Report Number: CS-TR-97-1595
Institution: Stanford University, Department of Computer Science
Title: Maintaining data warehouses under limited source access
Author: Huyn, Nam
Date: September 1997
Abstract: A data warehouse stores views derived from data that may not reside at the warehouse. Using these materialized views, user queries can be answered quickly because querying the external sources where the base data reside is avoided. However, when the sources change, the views in the warehouse can become inconsistent with the base data and must be maintained. A variety of approaches have been proposed for maintaining these views incrementally. At the one end of the spectrum, the required view updates are computed without restricting which base relations can be used. View maintenance with this approach is simple but can be expensive, since it may involve querying the external data sources. At the other end of the spectrum, additional views are stored at the warehouse to make sure that there is enough information to maintain the views without ever having to query the data sources. While this approach saves on external source access, it may require a large amount of information to be stored and maintained at the warehouse.
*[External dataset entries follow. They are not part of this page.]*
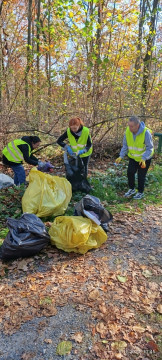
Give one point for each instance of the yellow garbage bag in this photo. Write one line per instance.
(76, 233)
(46, 195)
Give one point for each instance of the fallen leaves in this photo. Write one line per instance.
(78, 337)
(117, 298)
(48, 341)
(159, 308)
(122, 279)
(93, 295)
(119, 345)
(63, 348)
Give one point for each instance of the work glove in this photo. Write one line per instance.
(69, 150)
(142, 164)
(118, 160)
(81, 152)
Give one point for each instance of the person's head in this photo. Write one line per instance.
(75, 124)
(35, 140)
(134, 124)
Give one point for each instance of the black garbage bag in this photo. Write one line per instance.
(75, 173)
(26, 237)
(91, 207)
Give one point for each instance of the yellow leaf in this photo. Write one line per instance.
(159, 308)
(119, 345)
(94, 294)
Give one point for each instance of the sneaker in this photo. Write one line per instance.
(130, 192)
(138, 196)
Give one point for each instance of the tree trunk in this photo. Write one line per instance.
(28, 56)
(148, 56)
(38, 63)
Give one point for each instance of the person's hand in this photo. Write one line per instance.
(40, 163)
(81, 152)
(118, 160)
(69, 150)
(142, 164)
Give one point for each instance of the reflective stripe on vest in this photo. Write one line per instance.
(81, 143)
(137, 147)
(13, 153)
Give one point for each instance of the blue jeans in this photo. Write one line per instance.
(19, 174)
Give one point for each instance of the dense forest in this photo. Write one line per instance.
(99, 59)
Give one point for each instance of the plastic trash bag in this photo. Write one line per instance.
(46, 195)
(45, 167)
(75, 173)
(91, 207)
(77, 234)
(26, 237)
(5, 181)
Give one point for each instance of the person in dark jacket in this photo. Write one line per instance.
(20, 150)
(80, 142)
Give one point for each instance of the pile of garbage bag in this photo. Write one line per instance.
(91, 207)
(46, 195)
(75, 173)
(76, 233)
(26, 237)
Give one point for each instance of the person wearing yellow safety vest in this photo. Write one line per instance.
(79, 139)
(138, 144)
(20, 150)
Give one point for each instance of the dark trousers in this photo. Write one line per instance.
(85, 162)
(19, 174)
(134, 167)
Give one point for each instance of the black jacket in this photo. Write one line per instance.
(64, 136)
(32, 160)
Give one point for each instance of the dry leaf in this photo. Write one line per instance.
(78, 337)
(64, 347)
(122, 279)
(48, 341)
(102, 329)
(147, 273)
(22, 265)
(152, 346)
(119, 345)
(159, 308)
(139, 328)
(94, 294)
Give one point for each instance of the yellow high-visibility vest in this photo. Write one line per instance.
(137, 147)
(13, 153)
(81, 143)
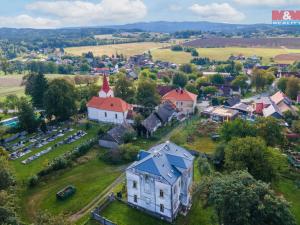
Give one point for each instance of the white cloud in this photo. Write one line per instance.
(61, 13)
(175, 8)
(88, 13)
(268, 2)
(222, 12)
(28, 21)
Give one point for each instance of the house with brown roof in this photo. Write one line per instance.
(184, 100)
(107, 108)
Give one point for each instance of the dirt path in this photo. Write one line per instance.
(95, 202)
(104, 194)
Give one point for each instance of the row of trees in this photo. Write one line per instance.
(248, 158)
(290, 86)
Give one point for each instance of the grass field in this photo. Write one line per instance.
(125, 49)
(23, 172)
(221, 53)
(90, 178)
(171, 56)
(12, 84)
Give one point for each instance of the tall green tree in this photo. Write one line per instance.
(252, 154)
(60, 99)
(239, 199)
(237, 128)
(4, 65)
(26, 115)
(36, 86)
(282, 83)
(180, 79)
(124, 89)
(241, 82)
(270, 130)
(6, 176)
(293, 87)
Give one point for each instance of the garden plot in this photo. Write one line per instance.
(37, 142)
(68, 140)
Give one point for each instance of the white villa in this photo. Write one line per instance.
(160, 181)
(107, 108)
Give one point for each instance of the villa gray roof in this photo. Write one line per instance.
(165, 160)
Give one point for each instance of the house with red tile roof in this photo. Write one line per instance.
(184, 100)
(107, 108)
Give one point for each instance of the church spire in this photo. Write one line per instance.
(105, 91)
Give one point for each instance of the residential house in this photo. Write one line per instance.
(275, 106)
(107, 108)
(163, 89)
(220, 113)
(115, 137)
(163, 115)
(102, 71)
(232, 101)
(166, 112)
(151, 124)
(160, 182)
(184, 100)
(243, 108)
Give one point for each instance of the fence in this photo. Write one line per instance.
(96, 213)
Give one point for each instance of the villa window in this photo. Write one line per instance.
(161, 193)
(134, 184)
(135, 198)
(162, 208)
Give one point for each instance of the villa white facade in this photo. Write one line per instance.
(160, 182)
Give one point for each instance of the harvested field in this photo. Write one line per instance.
(288, 57)
(293, 43)
(125, 49)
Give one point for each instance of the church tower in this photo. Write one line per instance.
(106, 91)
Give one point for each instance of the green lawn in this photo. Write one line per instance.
(291, 193)
(23, 172)
(165, 54)
(202, 144)
(90, 177)
(188, 136)
(122, 214)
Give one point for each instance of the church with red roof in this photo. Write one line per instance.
(184, 100)
(107, 108)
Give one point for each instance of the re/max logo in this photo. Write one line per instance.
(286, 17)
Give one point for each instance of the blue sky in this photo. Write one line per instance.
(68, 13)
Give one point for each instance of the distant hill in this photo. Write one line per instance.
(163, 26)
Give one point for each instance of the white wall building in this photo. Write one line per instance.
(160, 182)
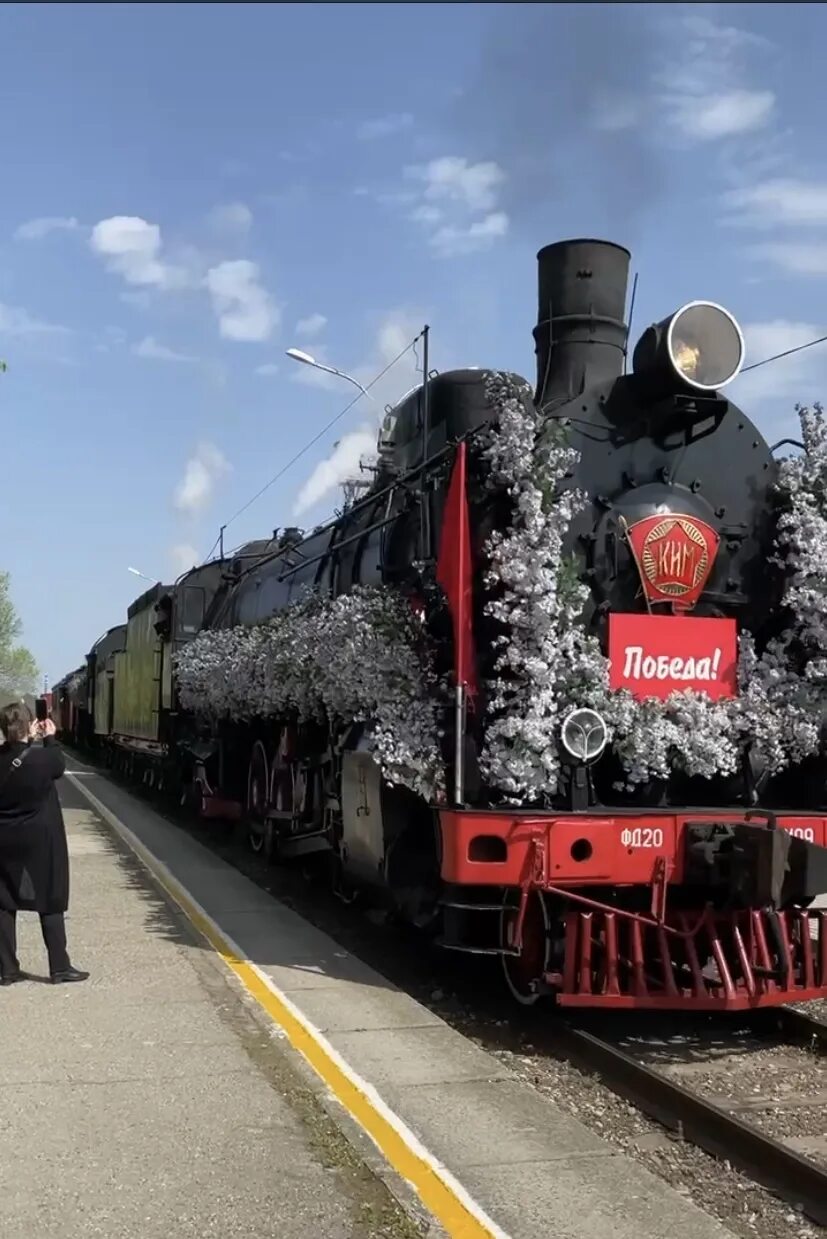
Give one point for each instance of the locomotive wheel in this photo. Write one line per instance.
(525, 971)
(257, 798)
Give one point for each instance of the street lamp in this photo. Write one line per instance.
(298, 354)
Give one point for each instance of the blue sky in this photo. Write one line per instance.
(189, 190)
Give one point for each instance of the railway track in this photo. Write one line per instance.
(626, 1058)
(712, 1100)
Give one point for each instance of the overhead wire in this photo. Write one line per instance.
(314, 440)
(787, 352)
(775, 357)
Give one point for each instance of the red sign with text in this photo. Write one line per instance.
(654, 656)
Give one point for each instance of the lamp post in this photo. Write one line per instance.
(298, 354)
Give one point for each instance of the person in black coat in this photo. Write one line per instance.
(34, 854)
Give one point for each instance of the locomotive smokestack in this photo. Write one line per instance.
(580, 332)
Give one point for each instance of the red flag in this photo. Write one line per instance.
(454, 571)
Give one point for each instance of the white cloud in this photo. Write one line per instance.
(154, 351)
(182, 558)
(779, 201)
(383, 126)
(35, 229)
(341, 466)
(394, 332)
(244, 310)
(139, 297)
(458, 207)
(231, 217)
(706, 92)
(19, 323)
(611, 114)
(311, 326)
(800, 378)
(132, 248)
(201, 473)
(454, 179)
(450, 239)
(723, 115)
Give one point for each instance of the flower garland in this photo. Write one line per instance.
(546, 659)
(356, 658)
(547, 663)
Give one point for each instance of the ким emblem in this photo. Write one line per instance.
(675, 555)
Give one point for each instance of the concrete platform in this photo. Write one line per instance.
(486, 1154)
(148, 1102)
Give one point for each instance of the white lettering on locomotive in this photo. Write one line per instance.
(663, 667)
(641, 836)
(805, 833)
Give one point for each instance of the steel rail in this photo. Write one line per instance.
(704, 1123)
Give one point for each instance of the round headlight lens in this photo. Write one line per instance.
(584, 734)
(704, 345)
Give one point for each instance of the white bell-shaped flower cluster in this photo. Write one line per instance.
(544, 662)
(357, 658)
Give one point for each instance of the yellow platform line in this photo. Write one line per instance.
(440, 1193)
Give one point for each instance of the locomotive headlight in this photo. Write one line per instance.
(584, 735)
(701, 345)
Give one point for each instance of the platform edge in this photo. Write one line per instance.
(433, 1183)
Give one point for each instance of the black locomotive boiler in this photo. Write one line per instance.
(683, 891)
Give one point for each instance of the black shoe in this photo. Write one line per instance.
(70, 974)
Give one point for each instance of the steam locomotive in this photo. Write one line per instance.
(687, 892)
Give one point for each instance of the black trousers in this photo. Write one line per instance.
(53, 929)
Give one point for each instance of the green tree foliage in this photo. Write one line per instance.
(19, 670)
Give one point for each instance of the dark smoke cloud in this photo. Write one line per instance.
(544, 73)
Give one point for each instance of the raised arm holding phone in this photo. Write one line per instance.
(34, 854)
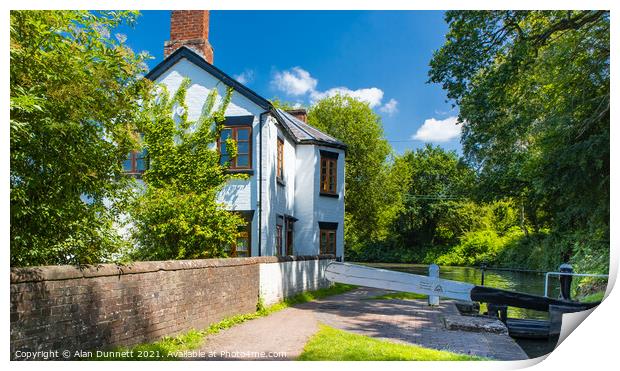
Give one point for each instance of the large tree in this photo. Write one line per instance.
(533, 92)
(371, 198)
(75, 95)
(436, 209)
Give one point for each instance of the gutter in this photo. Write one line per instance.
(260, 182)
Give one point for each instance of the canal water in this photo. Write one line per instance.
(526, 282)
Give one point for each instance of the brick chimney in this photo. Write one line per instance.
(190, 28)
(299, 113)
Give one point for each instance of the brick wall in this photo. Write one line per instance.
(65, 308)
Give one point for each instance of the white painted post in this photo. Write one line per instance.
(433, 271)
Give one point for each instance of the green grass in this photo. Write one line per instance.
(398, 295)
(592, 298)
(166, 348)
(331, 344)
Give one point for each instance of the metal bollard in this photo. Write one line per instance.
(565, 280)
(433, 271)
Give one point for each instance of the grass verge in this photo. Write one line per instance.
(169, 347)
(398, 295)
(331, 344)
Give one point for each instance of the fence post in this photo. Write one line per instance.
(433, 271)
(565, 280)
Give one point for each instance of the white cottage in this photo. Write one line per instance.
(293, 199)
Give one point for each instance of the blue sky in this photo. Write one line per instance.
(300, 56)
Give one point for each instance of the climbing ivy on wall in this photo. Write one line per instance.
(177, 215)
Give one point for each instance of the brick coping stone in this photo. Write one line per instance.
(67, 272)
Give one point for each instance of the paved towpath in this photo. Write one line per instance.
(282, 335)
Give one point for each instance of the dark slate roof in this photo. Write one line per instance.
(298, 130)
(304, 133)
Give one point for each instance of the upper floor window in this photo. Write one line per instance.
(136, 162)
(242, 137)
(329, 173)
(280, 155)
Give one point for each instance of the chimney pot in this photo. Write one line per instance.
(190, 28)
(300, 113)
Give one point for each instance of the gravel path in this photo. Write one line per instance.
(282, 335)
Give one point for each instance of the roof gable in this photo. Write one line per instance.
(298, 130)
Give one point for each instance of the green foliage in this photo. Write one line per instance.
(331, 344)
(435, 211)
(177, 216)
(372, 187)
(533, 93)
(76, 93)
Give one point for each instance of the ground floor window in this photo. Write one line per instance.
(243, 244)
(289, 235)
(278, 240)
(327, 238)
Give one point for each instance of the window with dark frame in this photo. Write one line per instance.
(329, 175)
(135, 163)
(278, 240)
(327, 241)
(289, 236)
(242, 245)
(280, 160)
(242, 136)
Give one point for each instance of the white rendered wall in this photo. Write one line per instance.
(300, 195)
(284, 279)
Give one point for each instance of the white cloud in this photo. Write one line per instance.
(434, 130)
(391, 107)
(245, 77)
(296, 81)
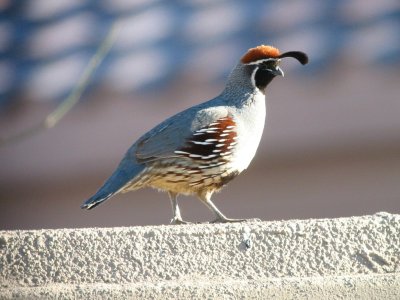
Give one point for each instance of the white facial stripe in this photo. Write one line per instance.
(253, 77)
(263, 60)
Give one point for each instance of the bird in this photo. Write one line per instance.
(199, 150)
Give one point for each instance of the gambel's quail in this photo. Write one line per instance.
(201, 149)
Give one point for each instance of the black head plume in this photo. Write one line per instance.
(300, 56)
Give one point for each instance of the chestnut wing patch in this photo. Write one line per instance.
(211, 142)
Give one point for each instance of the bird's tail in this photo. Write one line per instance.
(126, 172)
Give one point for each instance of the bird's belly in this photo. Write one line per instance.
(185, 177)
(249, 136)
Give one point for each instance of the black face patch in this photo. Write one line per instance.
(263, 77)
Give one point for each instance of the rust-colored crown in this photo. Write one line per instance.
(260, 52)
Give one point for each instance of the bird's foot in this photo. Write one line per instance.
(228, 220)
(178, 221)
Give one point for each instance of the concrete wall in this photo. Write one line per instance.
(356, 257)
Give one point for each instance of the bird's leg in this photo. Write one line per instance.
(220, 217)
(177, 219)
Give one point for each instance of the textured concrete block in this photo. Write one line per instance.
(330, 258)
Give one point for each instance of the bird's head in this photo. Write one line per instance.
(263, 63)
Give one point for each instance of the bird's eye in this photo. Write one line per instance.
(271, 64)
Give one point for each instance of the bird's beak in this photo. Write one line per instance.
(277, 71)
(300, 56)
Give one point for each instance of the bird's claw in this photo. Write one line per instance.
(177, 221)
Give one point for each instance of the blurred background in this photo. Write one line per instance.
(331, 147)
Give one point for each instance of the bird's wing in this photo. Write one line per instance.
(172, 136)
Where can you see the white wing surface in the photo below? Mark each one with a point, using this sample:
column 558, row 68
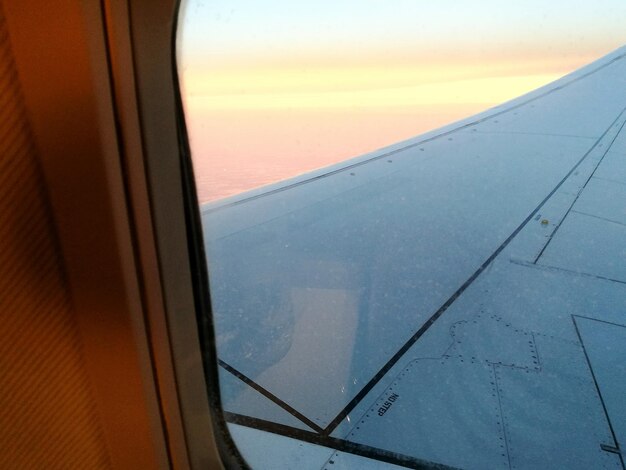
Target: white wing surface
column 458, row 299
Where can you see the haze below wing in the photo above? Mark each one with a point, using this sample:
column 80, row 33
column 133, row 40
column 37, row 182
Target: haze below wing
column 448, row 270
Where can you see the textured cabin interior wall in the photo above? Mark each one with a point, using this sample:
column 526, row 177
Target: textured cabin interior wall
column 48, row 417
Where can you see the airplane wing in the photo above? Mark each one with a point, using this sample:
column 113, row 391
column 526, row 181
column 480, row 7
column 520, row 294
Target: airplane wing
column 454, row 300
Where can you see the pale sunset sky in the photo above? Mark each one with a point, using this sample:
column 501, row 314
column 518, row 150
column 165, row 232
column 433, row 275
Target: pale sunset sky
column 273, row 89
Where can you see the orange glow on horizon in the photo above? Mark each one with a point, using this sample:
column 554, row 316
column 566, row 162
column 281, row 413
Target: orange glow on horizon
column 251, row 126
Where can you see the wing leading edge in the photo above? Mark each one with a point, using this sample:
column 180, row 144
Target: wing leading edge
column 462, row 282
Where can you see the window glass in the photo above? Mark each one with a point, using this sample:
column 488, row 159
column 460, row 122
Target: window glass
column 414, row 224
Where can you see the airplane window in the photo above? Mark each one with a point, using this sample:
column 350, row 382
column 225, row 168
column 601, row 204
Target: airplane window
column 415, row 227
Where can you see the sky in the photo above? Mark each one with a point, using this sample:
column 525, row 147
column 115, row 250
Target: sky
column 276, row 88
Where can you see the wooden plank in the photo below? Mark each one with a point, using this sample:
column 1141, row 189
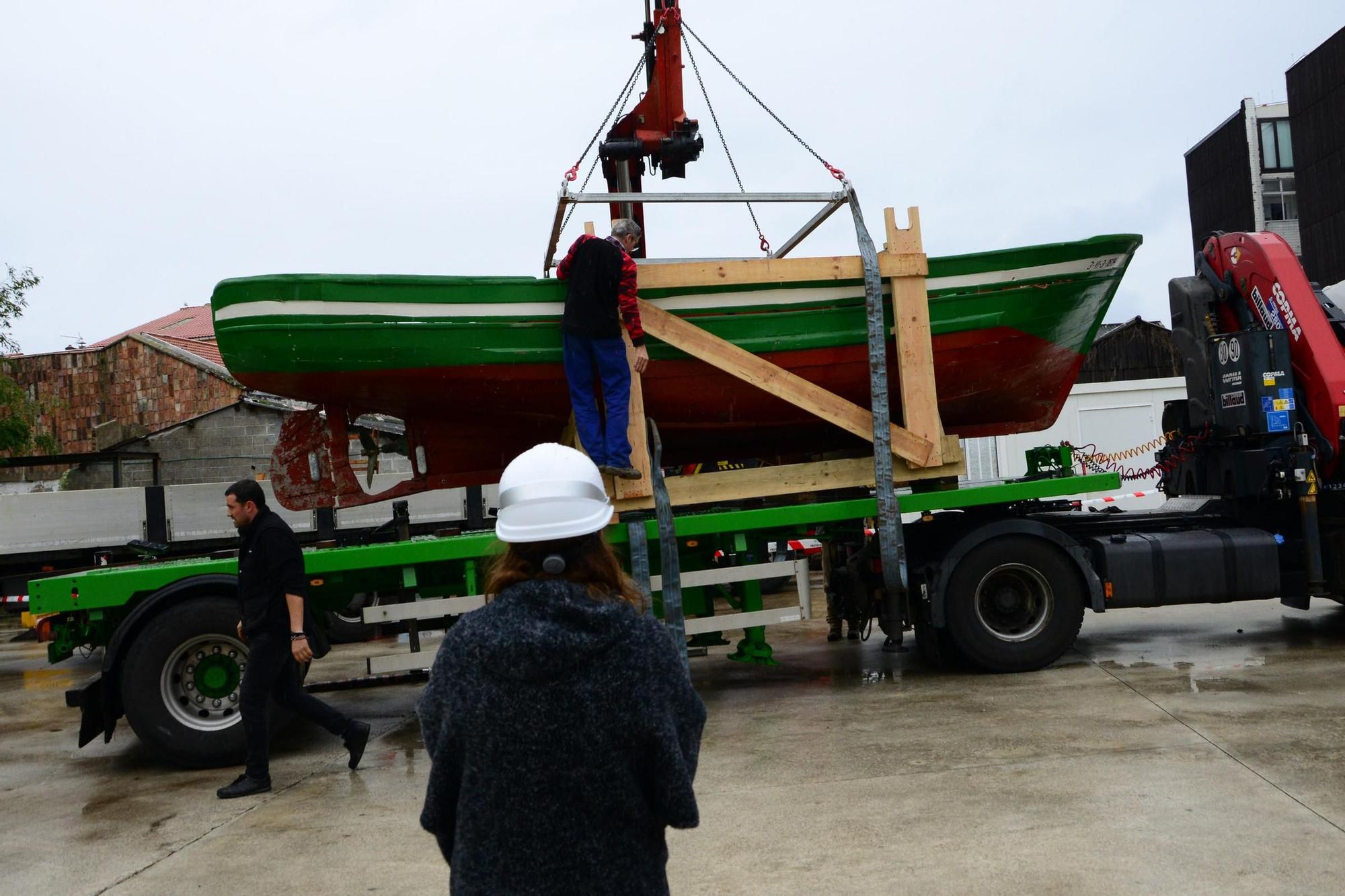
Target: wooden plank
column 779, row 382
column 793, row 479
column 636, row 432
column 754, row 271
column 915, row 353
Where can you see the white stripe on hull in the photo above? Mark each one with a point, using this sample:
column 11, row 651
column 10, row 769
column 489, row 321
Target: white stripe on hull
column 697, row 302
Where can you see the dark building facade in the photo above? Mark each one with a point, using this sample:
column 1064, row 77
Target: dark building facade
column 1218, row 185
column 1317, row 106
column 1133, row 350
column 1243, row 177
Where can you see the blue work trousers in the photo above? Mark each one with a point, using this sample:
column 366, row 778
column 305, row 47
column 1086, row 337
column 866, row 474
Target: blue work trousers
column 601, row 360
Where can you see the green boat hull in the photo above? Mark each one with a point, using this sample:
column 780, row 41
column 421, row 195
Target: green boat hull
column 477, row 361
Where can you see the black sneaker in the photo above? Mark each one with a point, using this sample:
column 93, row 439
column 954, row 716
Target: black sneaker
column 244, row 786
column 356, row 739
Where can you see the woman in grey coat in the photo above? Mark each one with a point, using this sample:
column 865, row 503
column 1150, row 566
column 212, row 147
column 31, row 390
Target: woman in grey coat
column 563, row 728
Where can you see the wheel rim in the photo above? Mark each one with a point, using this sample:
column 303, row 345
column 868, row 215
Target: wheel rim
column 1013, row 602
column 201, row 678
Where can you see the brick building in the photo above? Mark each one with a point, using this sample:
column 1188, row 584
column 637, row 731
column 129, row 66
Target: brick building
column 161, row 388
column 137, row 382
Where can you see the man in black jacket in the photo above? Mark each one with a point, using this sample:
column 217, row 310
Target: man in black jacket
column 271, row 602
column 601, row 298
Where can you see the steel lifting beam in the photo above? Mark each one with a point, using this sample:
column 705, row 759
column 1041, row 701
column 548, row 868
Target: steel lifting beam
column 567, row 200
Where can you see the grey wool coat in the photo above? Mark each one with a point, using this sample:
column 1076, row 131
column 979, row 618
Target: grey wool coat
column 564, row 736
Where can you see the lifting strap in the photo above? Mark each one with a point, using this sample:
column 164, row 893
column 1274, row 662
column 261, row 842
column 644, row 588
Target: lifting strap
column 892, row 548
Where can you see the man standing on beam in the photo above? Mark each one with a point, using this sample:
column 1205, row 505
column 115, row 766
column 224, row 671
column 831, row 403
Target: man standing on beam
column 602, row 279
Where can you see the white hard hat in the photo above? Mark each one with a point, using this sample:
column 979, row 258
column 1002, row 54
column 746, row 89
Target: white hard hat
column 551, row 493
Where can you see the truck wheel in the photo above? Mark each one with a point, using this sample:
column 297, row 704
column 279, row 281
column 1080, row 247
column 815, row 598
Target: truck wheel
column 1015, row 604
column 180, row 685
column 348, row 626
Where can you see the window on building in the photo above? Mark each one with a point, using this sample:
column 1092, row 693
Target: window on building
column 1280, row 198
column 1277, row 147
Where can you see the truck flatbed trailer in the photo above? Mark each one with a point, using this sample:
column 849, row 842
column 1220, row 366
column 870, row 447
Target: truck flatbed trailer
column 173, row 661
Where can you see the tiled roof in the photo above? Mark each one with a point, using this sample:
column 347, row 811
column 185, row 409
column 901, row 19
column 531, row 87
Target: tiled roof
column 192, row 322
column 208, row 349
column 189, row 329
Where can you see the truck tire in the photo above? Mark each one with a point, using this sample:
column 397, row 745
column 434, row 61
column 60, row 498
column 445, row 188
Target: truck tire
column 180, row 685
column 1015, row 604
column 348, row 626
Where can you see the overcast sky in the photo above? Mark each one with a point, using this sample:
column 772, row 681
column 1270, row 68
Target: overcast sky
column 153, row 150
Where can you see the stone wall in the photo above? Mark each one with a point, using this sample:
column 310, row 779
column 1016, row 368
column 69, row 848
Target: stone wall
column 224, row 446
column 137, row 381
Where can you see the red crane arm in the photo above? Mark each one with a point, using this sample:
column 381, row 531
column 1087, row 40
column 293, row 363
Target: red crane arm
column 657, row 128
column 1265, row 272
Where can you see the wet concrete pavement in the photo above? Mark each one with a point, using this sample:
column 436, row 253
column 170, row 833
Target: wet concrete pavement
column 1191, row 749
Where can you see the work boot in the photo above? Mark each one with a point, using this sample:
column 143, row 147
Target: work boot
column 356, row 739
column 244, row 786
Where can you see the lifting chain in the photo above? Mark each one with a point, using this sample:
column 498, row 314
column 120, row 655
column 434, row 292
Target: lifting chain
column 836, row 173
column 766, row 245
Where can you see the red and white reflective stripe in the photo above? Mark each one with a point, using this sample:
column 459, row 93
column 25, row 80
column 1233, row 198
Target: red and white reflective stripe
column 805, row 545
column 1112, row 499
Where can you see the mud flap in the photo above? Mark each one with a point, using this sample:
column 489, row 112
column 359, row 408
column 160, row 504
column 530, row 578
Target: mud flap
column 95, row 715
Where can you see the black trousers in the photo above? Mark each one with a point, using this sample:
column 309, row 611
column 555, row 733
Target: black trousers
column 272, row 673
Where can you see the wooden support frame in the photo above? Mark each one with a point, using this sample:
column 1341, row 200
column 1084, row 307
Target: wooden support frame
column 921, row 444
column 915, row 350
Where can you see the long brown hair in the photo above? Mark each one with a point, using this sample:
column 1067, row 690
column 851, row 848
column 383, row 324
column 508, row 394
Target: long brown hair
column 588, row 561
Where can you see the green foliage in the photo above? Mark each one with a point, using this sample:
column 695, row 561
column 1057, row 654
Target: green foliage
column 21, row 432
column 14, row 299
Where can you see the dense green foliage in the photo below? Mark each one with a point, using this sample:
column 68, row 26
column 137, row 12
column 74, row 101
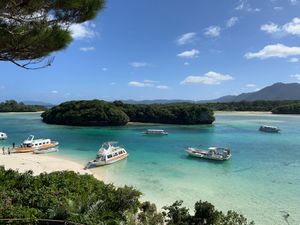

In this thesis, we propose an intermediate approach to warehouse maintenance based on what we call {\em Runtime View Self-Maintenance}, where the views are incrementally maintained without using all the base relations but without requiring additional views to facilitate maintenance. Under limited information, however, maintaining a view unambiguously may not always be possible. Thus, the main questions in runtime view self-maintenance are: - View self-maintainability. Under what conditions (on the given information) can a view be maintained unambiguously with respect to a given update? - View self-maintenance. If a view can be maintained unambiguously, how do we maintain it using only the given information? The information we consider using for maintaining a view includes: - At least the contents of the view itself and the update instance - Optionally, the contents of other views in the warehouse, functional dependencies the base relations are known to satisfy, a subset of the base relations, and partial contents of a base relation. Developing efficient complete solutions for the runtime self-maintenance of conjunctive-query views is the main focus and the main contribution of this thesis.